La deuxième partie, en 1610, multiplie les apostrophes à une « grande Nymphe » (II, 2, 64 par exemple). Elle introduit de si complexes parentés entre druides, châtelains et bergers que la hiérarchie semble vaine.

La disparition de la longue description que Galathée faisait de la société forézienne suppose qu'Honoré d'Urfé a reconnu que les termes de cette description ne s'accordaient ni à son roman, ni à ses personnages, ni à son échelle des valeurs de moraliste.

SignetLE STATUT DES BERGERS

Ce statut si particulier est mis en valeur par plusieurs variantes. Le « paisible habit de bergers » (I, 2, 32 verso) demeure aussi mystérieux qu'inamovible, mais d'autres caractéristiques changent.

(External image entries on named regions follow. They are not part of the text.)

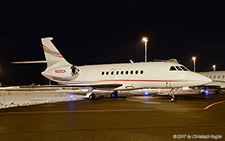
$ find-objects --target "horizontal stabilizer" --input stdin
[11,60,47,64]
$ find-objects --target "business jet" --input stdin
[27,37,212,102]
[199,71,225,94]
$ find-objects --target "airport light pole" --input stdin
[142,37,148,62]
[192,56,196,72]
[213,65,216,71]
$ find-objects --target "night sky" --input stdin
[0,0,225,85]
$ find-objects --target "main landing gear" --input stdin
[86,88,96,100]
[168,88,177,102]
[110,91,118,98]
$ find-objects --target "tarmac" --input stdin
[0,94,225,141]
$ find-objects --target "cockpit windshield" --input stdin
[180,66,189,71]
[170,66,189,71]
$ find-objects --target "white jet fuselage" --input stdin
[42,62,211,90]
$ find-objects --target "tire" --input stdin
[88,94,95,100]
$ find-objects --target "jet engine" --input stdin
[42,65,79,81]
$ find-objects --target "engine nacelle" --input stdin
[42,66,79,81]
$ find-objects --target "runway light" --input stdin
[142,37,148,42]
[205,90,209,95]
[70,94,73,99]
[111,93,115,98]
[144,92,149,95]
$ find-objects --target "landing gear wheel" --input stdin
[170,97,176,102]
[213,90,220,94]
[88,94,95,100]
[110,91,118,98]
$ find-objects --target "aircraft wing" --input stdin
[20,83,122,89]
[200,80,225,89]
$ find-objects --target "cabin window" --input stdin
[70,66,79,75]
[130,71,134,74]
[170,66,176,71]
[176,66,182,71]
[135,70,138,74]
[217,75,220,79]
[180,66,188,71]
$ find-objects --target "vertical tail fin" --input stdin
[41,37,70,67]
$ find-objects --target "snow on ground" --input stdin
[0,90,85,109]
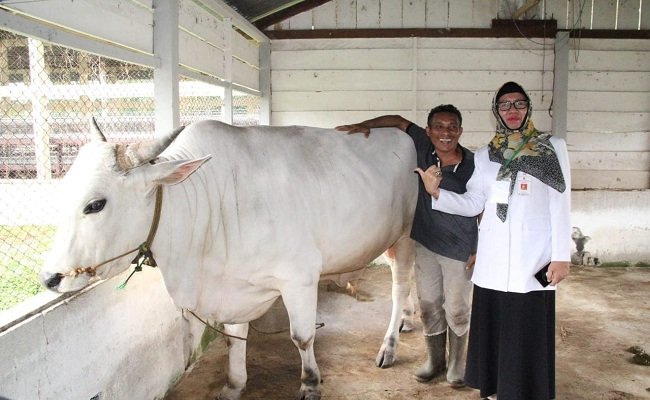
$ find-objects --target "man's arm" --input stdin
[334,115,411,137]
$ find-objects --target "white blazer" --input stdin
[432,136,572,293]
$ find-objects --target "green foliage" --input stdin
[0,225,54,310]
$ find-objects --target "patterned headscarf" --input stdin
[488,82,566,221]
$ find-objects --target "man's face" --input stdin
[427,112,463,153]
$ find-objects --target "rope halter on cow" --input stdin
[62,186,162,289]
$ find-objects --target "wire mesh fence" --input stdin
[0,30,259,310]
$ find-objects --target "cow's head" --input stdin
[41,119,209,292]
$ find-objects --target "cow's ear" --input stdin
[150,155,212,185]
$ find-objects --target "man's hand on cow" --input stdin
[334,124,370,137]
[415,165,442,199]
[465,254,476,271]
[546,261,571,286]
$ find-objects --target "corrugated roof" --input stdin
[224,0,331,30]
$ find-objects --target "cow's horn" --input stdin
[117,126,185,171]
[90,117,106,142]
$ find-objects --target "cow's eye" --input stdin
[84,199,106,214]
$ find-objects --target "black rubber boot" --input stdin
[415,332,447,382]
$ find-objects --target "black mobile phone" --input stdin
[535,262,551,287]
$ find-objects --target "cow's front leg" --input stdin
[282,285,321,400]
[217,323,248,400]
[375,237,415,368]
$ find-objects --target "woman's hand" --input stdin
[546,261,571,286]
[415,165,442,199]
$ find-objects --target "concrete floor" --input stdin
[165,266,650,400]
[165,266,479,400]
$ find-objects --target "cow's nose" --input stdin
[41,271,63,291]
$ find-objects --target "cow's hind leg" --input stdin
[282,286,321,400]
[217,323,248,400]
[384,245,415,332]
[375,237,415,368]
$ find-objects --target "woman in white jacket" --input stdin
[416,82,571,400]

• Dans l'édition de 1607, Silvandre « n'a rien de vilageois que le tiltre ». En 1621, « il n'a rien de villageois que le nom et l'habit » (I, 7, 195 recto).
Cette correction est à la fois linguistique et textuelle. Titre, étant « un nom de dignité, ou de seigneurie, qu'on donne aux personnes » (FuretiÈre, Article Titre), ne convient pas à un villageois.

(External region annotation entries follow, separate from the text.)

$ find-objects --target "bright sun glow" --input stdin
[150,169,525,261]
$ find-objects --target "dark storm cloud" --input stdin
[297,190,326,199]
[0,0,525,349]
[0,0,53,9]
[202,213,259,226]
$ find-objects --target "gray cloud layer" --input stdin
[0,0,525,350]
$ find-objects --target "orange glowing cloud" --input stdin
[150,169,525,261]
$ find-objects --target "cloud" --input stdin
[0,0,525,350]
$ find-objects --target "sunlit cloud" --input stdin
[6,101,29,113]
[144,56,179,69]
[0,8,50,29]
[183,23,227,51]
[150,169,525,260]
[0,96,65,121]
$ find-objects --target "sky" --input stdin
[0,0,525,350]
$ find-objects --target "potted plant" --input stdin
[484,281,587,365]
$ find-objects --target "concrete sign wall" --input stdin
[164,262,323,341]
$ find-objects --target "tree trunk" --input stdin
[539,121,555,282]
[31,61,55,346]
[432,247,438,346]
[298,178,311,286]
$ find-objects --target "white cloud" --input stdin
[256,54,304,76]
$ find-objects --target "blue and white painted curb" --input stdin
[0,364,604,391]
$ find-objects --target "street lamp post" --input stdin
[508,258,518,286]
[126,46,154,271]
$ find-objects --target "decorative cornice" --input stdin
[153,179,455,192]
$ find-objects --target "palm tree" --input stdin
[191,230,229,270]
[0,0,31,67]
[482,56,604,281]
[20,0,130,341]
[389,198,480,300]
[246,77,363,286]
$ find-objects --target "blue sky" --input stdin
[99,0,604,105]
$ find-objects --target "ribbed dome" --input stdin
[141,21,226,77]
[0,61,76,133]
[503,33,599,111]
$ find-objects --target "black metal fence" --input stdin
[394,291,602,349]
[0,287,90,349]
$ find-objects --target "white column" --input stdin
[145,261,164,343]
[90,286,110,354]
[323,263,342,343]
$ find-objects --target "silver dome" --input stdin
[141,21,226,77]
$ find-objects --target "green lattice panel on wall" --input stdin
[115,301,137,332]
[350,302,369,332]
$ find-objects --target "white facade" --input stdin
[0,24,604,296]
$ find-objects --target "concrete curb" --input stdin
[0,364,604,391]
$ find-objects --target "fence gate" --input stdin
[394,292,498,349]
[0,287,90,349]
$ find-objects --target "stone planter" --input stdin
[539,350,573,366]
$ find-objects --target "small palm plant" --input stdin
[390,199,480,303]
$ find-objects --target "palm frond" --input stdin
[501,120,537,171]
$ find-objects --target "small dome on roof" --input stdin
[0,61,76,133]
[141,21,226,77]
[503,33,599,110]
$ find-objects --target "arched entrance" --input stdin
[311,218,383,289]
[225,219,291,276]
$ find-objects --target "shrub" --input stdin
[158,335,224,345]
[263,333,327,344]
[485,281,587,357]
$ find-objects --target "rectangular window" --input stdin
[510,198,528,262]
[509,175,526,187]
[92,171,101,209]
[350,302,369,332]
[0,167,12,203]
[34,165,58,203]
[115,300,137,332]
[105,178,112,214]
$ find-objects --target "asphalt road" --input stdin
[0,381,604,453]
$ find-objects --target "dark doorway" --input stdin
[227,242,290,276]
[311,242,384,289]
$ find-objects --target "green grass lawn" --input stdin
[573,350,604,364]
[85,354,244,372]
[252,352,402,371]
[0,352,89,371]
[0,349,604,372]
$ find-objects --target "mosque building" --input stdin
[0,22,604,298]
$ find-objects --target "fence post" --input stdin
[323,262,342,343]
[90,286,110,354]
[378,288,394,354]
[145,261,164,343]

Céladon était « issu de la tige de PanΞ » en 1607.
Françoise Lavocat suggère que l'« un des éléments de la naissance du héros [est] l'intériorisation de la part satyrique du berger » (p. 423). Non seulement la conduite de Céladon dans la suite du roman donne raison à Mme Lavocat, mais encore l'ancêtre que d'Urfé donnait au personnage principal confirme son hypothèse. Céladon appartenait à la légende et à la tradition littéraire de la pastorale en 1607 ; l'Aminte du Tasse était petit-fils de Pan (I, 1, p. 19). Céladon sort de « la tige des chevaliers » en 1621 (I, 9, 305 recto) ; il appartient de plein droit à un roman. La division forézienne des classes est ainsi totalement bouleversée. Voilà une raison supplémentaire pour effacer la remarque de Galathée sur une hiérarchie qui serait mensongère même si le romancier substituait des Bergers aux « Gaulois ».

C'est à partir de 1610 que le statut du berger se modifie : Céladon appartient à la maison de Lavieu dans la deuxième partie (II, 8, 491). Il est donc parent de Lindamor et de Léonide (II, 10, 658). La deuxième partie, qui se préoccupe de religion plus que de mythologie, se conforme aux conventions romanesques plus qu'aux traditions de la pastorale.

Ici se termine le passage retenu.